– Part 2 (Programming Model)
– Part 3 (Student Project #1 – FIR Filter)
– Part 4 (Student Project #2 – ZigBee Receiver)
– Part 5 (Student Project #3 – Image Processor)
Generally speaking, there are a limited number of options when it comes to executing compute-intensive data processing applications at consumer electronics price-points:
- ASICs: These little scamps offer high-performance and low power consumption, but their functionality is "frozen in silicon", they have long lead times, and they have extremely high development costs.
- FPGAs: These "off-the-shelf" devices are reprogrammable via hardware design methodologies, but they have relatively slow reconfiguration rates that make them unsuitable for applications requiring dynamic reconfigurability. Also, although improvements are constantly being made, they consume relatively large amounts of power compared to ASICs and SoCs, which tends to make them unsuitable for use in low-power, hand-held, consumer electronics applications
- CPUs/DSPs: Both general-purpose CPUs and special-purpose digital signal processors (DSPs) are highly programmable, but they consume a lot of power and are not capable of addressing extreme-computational or bandwidth-intensive algorithms.
- SOCs: System-on-chip devices are complex beasts that combine ASIC hardware with CPU/DSP functions, hardware accelerators, blocks of memory, peripherals, and so forth. Not surprisingly, these share the pros and cons of ASICs/CPUs/DSPs.
In addition, of course, there is a plethora of specialize architectures, such as arrays of ALUs and/or Programming Elements (PEs) and/or CPUs/DSPs, but these tend to be focused on tasks like robotic vision systems and implementing wireless base-stations, where considerations such as power consumption and cost are less of an issue (feel free to peruse and ponder my Computing Universe paper for more details on these little rascals).
But now it seems that there's a new kid on the block. Having worked in "stealth mode" for the last couple of years, the folks at Element CXI are leaping onto center stage with a family of devices called Elemental Computing Arrays (ECAs). The guys and gals at Element CXI achieved first silicon in June 2007; they first demonstrated these devices in October 2007 at the CEATEC imaging, information, and communications conference in Japan; and first customer shipments are currently scheduled for Q1 2008.
"But just what are ECAs?" you cry! Well, let me tell you what I know, but remember that "a little knowledge is a dangerous thing", so you should regard me as being a highly dangerous individual (because I know so little)!
First and foremost, before we leap into the fray with gusto and abandon, we should note that ECAs are going to be presented as "off-the-shelf" chips that you can incorporate into your own designs.

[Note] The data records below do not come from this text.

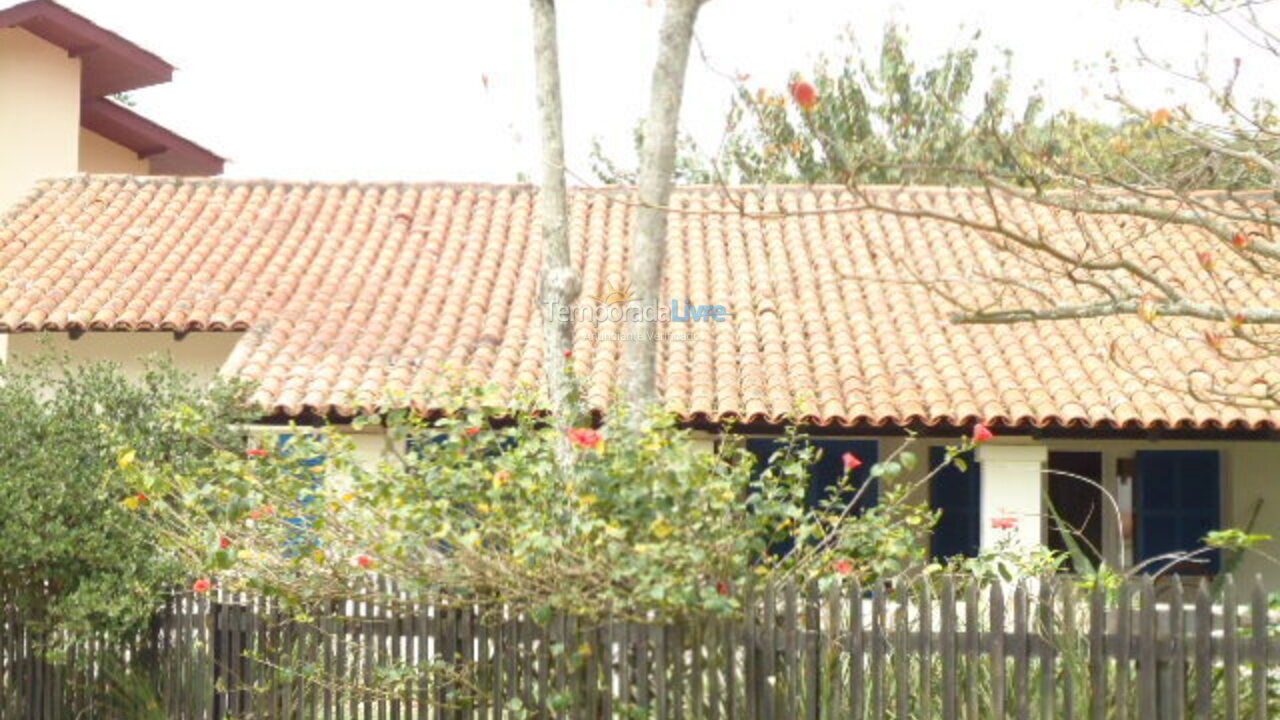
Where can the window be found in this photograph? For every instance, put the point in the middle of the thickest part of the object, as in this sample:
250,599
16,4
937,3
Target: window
958,493
1176,502
828,470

Next, we should note that these little rapscallions are dynamically reconfigurable (we could talk in terms of "reconfiguring the chip hundreds of thousands of times a second", but this doesn't really let us grasp the scope of things. It may be better to visualize this along the lines of "any portion of the chip – up to and including the entire device – can be dynamically reconfigured in a single clock cycle"). Last (for the moment) but not least, we should be aware that these little ragamuffins use an all-software programming model.
It's difficult to know quite where to start, because there are so many aspects to this technology that it makes your head spin. So, in order to keep what little sanity I have left, I'm going to start at the bottom and work my way up.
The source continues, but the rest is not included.